The directory from where we want to run the scripts 

mkdir -p /opt/ldapmin/sambaldapscripts
cd /opt/ldapmin/sambaldapscripts
cp -a /usr/share/doc/samba-doc/examples/LDAP/smbldap-tools/* .
gunzip *.gz

These perl-modules should be in the perl module include path. 

ln -s /opt/ldapmin/sambaldapscripts/smbldap_conf.pm /usr/share/perl5/smbldap_conf.pm
ln -s /opt/ldapmin/sambaldapscripts/smbldap_tools.pm /usr/share/perl5/smbldap_tools.pm

Build mkntpwd from the sources within the smbldap-tools (we do this on our development machine). 

cd mkntpwd
gunzip *.gz
make
cp mkntpwd /opt/ldapmin/sambaldapscripts

The smbldap-tools have no execute rights by default. And we want to be able to add users via Samba Smbldap_conf.pm contains the ldap admin dn password! 

chmod 750 smbldap_conf.pm *.pl
chgrp 512 smbldap_conf.pm *.pl # (512 = 0x200 = Domain Admins)

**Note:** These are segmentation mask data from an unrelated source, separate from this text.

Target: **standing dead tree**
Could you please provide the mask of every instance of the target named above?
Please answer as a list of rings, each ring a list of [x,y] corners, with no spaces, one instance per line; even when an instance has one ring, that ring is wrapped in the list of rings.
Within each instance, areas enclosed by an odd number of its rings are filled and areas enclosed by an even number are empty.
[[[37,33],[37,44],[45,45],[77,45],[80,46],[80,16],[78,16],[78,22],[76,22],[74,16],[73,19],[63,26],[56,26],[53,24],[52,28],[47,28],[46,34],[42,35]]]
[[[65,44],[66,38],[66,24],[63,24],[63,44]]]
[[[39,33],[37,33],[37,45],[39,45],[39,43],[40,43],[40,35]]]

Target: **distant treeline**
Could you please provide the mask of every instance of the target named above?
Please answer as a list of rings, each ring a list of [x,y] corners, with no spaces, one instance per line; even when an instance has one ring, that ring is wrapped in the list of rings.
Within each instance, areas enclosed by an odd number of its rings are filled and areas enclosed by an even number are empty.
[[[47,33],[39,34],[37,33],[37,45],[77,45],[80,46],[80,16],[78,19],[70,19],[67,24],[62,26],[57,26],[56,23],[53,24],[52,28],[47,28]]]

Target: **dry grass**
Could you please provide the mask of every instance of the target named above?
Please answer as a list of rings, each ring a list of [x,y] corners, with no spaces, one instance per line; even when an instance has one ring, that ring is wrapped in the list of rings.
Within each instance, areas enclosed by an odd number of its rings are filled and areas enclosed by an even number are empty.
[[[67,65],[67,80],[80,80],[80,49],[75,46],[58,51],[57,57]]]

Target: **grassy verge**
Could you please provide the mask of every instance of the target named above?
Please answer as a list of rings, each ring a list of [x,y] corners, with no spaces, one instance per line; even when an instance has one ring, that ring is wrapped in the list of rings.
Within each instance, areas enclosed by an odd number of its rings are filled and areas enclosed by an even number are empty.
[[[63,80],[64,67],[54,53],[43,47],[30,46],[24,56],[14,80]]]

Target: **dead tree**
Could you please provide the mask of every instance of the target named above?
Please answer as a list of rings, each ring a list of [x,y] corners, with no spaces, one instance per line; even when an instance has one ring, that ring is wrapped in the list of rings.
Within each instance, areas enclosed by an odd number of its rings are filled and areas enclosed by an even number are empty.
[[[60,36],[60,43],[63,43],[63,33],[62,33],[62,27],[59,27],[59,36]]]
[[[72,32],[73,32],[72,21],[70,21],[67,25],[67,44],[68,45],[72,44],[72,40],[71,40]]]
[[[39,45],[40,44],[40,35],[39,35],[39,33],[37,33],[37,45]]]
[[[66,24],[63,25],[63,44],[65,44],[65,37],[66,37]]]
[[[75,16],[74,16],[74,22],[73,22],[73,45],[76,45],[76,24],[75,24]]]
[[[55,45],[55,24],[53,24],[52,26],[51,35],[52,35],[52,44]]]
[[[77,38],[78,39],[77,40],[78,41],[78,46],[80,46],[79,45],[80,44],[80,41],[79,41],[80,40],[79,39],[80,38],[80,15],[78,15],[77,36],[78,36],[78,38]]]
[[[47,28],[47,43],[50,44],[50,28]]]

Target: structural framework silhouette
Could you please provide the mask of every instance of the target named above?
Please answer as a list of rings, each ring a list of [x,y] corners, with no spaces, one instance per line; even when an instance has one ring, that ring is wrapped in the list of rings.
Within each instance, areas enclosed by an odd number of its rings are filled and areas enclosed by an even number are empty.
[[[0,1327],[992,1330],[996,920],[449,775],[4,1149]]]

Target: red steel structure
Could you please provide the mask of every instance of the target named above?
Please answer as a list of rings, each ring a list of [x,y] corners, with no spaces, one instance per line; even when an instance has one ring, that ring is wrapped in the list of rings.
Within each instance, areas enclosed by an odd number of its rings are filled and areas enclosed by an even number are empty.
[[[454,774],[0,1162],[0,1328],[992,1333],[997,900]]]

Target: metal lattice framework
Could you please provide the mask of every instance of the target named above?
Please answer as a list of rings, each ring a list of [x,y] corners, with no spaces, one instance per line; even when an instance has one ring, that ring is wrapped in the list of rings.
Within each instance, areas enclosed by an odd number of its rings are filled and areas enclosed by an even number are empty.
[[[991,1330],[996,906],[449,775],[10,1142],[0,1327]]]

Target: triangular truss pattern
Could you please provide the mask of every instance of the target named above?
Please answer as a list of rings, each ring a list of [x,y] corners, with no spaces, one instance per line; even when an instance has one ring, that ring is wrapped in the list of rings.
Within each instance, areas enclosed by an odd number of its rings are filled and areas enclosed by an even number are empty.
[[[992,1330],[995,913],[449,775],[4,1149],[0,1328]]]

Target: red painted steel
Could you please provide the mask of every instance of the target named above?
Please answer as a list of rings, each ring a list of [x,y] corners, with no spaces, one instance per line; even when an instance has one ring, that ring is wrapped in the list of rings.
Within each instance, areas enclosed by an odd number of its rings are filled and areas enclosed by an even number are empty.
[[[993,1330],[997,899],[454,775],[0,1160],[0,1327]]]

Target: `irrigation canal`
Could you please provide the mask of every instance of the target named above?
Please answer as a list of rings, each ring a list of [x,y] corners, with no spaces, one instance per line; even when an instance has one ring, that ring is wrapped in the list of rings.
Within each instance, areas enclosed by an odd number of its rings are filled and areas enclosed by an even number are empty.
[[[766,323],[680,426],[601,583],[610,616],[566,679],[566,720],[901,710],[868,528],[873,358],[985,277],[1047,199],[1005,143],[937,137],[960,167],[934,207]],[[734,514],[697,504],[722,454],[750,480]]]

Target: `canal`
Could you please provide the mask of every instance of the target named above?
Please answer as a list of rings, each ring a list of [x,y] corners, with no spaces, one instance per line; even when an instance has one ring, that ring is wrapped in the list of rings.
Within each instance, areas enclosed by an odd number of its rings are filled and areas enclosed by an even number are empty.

Modify /opt/ldapmin/sambaldapscripts/smbldap_conf.pm to your environment

(parts of) /opt/ldapmin/sambaldapscripts/smbldap_conf.pm 

....
$UID_START = 1000;
$GID_START = 1000;
# Put your own SID
# to obtain this number do: "net getlocalsid"
$SID='S-1-5-21-3097403303-883171153-4164530297';
$slaveLDAP = "ldap.intra.example.com";
$slavePort = "389";
$masterLDAP = "ldap.intra.example.com";
$masterPort = "389";
$ldapSSL = "1";
$suffix = "dc=intra,dc=example,dc=com";
$usersou = q(People);
$usersdn = "ou=$usersou,$suffix";
$computersou = q(Computers);
$computersdn = "ou=$computersou,$suffix";
$groupsou = q(Groups);
$groupsdn = "ou=$groupsou,$suffix";
$scope = "sub";
$hash_encrypt="SMD5";
$binddn = "cn=admin,$suffix";
$bindpasswd = "rootdnpassword";
....
$_userLoginShell = q(/bin/false);
$_userHomePrefix = q(/home);
$_userGecos = q(Hannibal User);
$_defaultUserGid = 513;
$_defaultComputerGid = 553;
....
$_userSmbHome = q(\\\\fileserver\\homes);
$_userProfile = q(\\\\fileserver\\profiles\\);
$_userHomeDrive = q(P:);
....
$with_smbpasswd = 0;
$smbpasswd = "/usr/bin/smbpasswd";
$mk_ntpasswd = "/opt/ldapmin/sambaldapscripts/mkntpwd";
....

Don't forget to put your machine's SID in smbldap_conf.pm!!! The samba package needs to be installed for this to work properly as the samba package provides the 'net' command.

Put the result of this command in $SID 

net rpc info
net getlocalsid

Add perl LDAP and perl SSL stuff in order for smbldap-tools to connect. 

apt-get install libnet-ldap-perl libnet-ssleay-perl libio-socket-ssl-perl

Populate the LDAP-database 

cd /opt/ldapmin/sambaldapscripts
./smbldap-populate.pl

Use this account in order to add machineaccounts to your domain 

./smbldap-useradd.pl -d /dev/null -s /bin/false admsamba
./smbldap-usermod.pl -g 0 -u 0 admsamba
./smbldap-passwd.pl admsamba

Accounts for your users can be added like so 

./smbldap-useradd.pl -a -d  /home/firstuser -m -s /bin/bash firstuser
./smbldap-passwd.pl firstuser

Note: if you use the -P option of the smbldap-tools in order to automatically endup at smbldap-passwd while adding or modifying a user, you have to change the default path to smbldap-passwd. At this moment the authors of the smbldap-tools hardcoded the path to /usr/local/sbin.